Amaba tan fuerte como cantaba, la Pecosa. Me hundí en ella antes de que el agua para el café hirviera y después hubo que acabar de urgencia para que, al apagarse el fuego con el agua que desbordaba de la pava, el gas no nos hiciera aparecer al día siguiente como dos suicidas pelotudos. Ventilamos abriendo de par en par las ventanas del living y de la cocina; mientras el gas se disipaba, se abrazó a mí, desnudos los dos y parados junto a la puerta de la cocina. Revolviéndole el pelo que me hacía cosquillas en el pecho escuché su pedido de que no le hiciera preguntas dolorosas. No hubiera podido, de todos modos, porque ni siquiera supe qué clase de preguntas hacerle.
Durante casi veinte años la vida del Chivo había sido un completo misterio para mí. El dolor, que seguramente existió, fue una materia extraña y remota, inaccesible por lo menos esa noche en la que hubiera preferido no haberlo conocido, creer que esa mina era mía por derecho propio, porque me la había ganado, y no el reflejo de otra historia, una imagen capturada en el aire como una mariposa.

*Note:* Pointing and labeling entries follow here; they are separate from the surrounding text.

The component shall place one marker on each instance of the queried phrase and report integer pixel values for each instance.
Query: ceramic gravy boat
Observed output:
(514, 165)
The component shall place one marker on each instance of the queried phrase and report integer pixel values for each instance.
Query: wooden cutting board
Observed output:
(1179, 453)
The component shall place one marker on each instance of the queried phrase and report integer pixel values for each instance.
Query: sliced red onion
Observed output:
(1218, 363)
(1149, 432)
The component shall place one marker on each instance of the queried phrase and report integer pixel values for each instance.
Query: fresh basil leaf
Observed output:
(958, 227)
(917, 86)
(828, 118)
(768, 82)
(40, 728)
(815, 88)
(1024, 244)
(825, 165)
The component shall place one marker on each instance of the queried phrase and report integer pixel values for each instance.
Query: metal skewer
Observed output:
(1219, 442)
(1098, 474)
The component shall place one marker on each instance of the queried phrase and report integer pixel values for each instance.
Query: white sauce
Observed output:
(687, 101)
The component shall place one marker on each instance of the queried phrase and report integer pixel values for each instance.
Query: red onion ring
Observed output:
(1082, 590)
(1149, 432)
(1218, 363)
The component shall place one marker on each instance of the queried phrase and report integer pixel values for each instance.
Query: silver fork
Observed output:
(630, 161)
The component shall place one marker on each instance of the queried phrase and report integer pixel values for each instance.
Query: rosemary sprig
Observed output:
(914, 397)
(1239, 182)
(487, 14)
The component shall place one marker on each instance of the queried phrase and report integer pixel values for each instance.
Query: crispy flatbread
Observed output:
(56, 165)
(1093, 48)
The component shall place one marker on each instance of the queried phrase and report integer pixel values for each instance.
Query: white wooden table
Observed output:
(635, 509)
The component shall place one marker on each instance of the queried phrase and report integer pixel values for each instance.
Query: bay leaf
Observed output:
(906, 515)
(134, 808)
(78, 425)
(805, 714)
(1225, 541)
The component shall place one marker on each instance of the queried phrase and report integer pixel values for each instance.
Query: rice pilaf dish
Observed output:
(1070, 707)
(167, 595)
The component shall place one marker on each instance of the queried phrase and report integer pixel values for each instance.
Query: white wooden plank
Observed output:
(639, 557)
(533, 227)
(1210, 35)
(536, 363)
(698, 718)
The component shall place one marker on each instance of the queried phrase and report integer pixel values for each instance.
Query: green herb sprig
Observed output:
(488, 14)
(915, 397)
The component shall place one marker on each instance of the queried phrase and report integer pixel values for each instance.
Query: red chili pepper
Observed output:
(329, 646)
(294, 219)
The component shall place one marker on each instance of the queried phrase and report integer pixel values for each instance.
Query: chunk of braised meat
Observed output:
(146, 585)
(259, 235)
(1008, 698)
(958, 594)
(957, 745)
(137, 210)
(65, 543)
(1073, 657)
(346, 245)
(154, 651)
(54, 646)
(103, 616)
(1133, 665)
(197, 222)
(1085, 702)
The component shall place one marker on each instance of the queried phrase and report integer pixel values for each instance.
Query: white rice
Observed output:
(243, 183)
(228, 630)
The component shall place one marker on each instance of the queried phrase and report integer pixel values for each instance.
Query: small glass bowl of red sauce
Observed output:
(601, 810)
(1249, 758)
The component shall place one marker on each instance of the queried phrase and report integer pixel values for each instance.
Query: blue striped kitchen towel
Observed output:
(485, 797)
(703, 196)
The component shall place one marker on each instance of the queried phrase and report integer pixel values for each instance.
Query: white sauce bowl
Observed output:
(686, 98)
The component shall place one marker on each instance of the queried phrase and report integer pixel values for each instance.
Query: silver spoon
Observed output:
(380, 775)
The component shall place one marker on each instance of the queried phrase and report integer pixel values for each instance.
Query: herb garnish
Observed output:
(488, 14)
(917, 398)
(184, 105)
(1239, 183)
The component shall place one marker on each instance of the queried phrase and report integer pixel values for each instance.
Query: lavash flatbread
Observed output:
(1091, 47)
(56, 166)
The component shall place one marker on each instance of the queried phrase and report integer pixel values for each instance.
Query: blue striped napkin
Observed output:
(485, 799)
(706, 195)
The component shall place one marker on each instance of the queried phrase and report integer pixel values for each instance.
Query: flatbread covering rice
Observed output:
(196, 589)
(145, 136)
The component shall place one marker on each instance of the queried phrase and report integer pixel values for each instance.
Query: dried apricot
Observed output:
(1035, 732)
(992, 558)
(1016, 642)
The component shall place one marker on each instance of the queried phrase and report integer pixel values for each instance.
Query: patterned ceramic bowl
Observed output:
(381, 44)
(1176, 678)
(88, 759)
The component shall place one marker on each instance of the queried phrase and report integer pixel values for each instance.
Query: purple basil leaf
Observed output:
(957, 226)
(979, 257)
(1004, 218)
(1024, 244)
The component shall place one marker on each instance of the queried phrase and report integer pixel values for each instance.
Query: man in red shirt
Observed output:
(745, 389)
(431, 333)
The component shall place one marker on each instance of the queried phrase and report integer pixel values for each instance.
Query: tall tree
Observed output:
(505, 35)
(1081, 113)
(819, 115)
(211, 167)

Elogió mis esforzadas erecciones con conceptos de maestra de escuela ensalzando la mejor composición tema la vaca del grado. Me habló después de Rabindranath Gore Fernández, algo parecido a un gurú, nacido a mitad de camino entre Bombay y Villa Fiorito, y a quien ella y el Chivo habían ido a consultar un par de años atrás.
– El Chivo siempre andaba buscando a alguien que le devolviera la paz -dijo, sentada en bolas a lo buda sobre la alfombra, mientras fumaba y me acariciaba el sexo como se atiza una brasa para sostener por lo menos su mortecina lumbre-. Parece que la pelea con él mismo era muy dura y antigua.
– Puede ser -admití-, a nuestra edad, eso es lo más común. ¿Qué les dijo el gurú?
– Que nos cuidáramos del sida. Y que el amor no se hace por placer sino para restablecer el equilibrio de los cuerpos y salvarse del vacío al menos por un rato. «No llueve cuando la presión es alta -dijo-, el cielo en esos días es luminoso y diáfano, el día es perfecto.»
– Estabas enamorada, entonces, o algo así.
La Pecosa sonrió, conmovida por mi ingenuidad.
– «Algo así» -dijo, tirando de mi pájaro como de la válvula de una esclusa.
– De un viejo pobre, de un fracasado -me ensañé.
Siguió tirando, suave, sabia y oportuna como la lluvia, diciéndome sin palabras que toda vejez es fracaso, que el tiempo nos desnuda y quema nuestras ropas, y ya no hay chance de volver a esconderse, a disimular, a ser otro.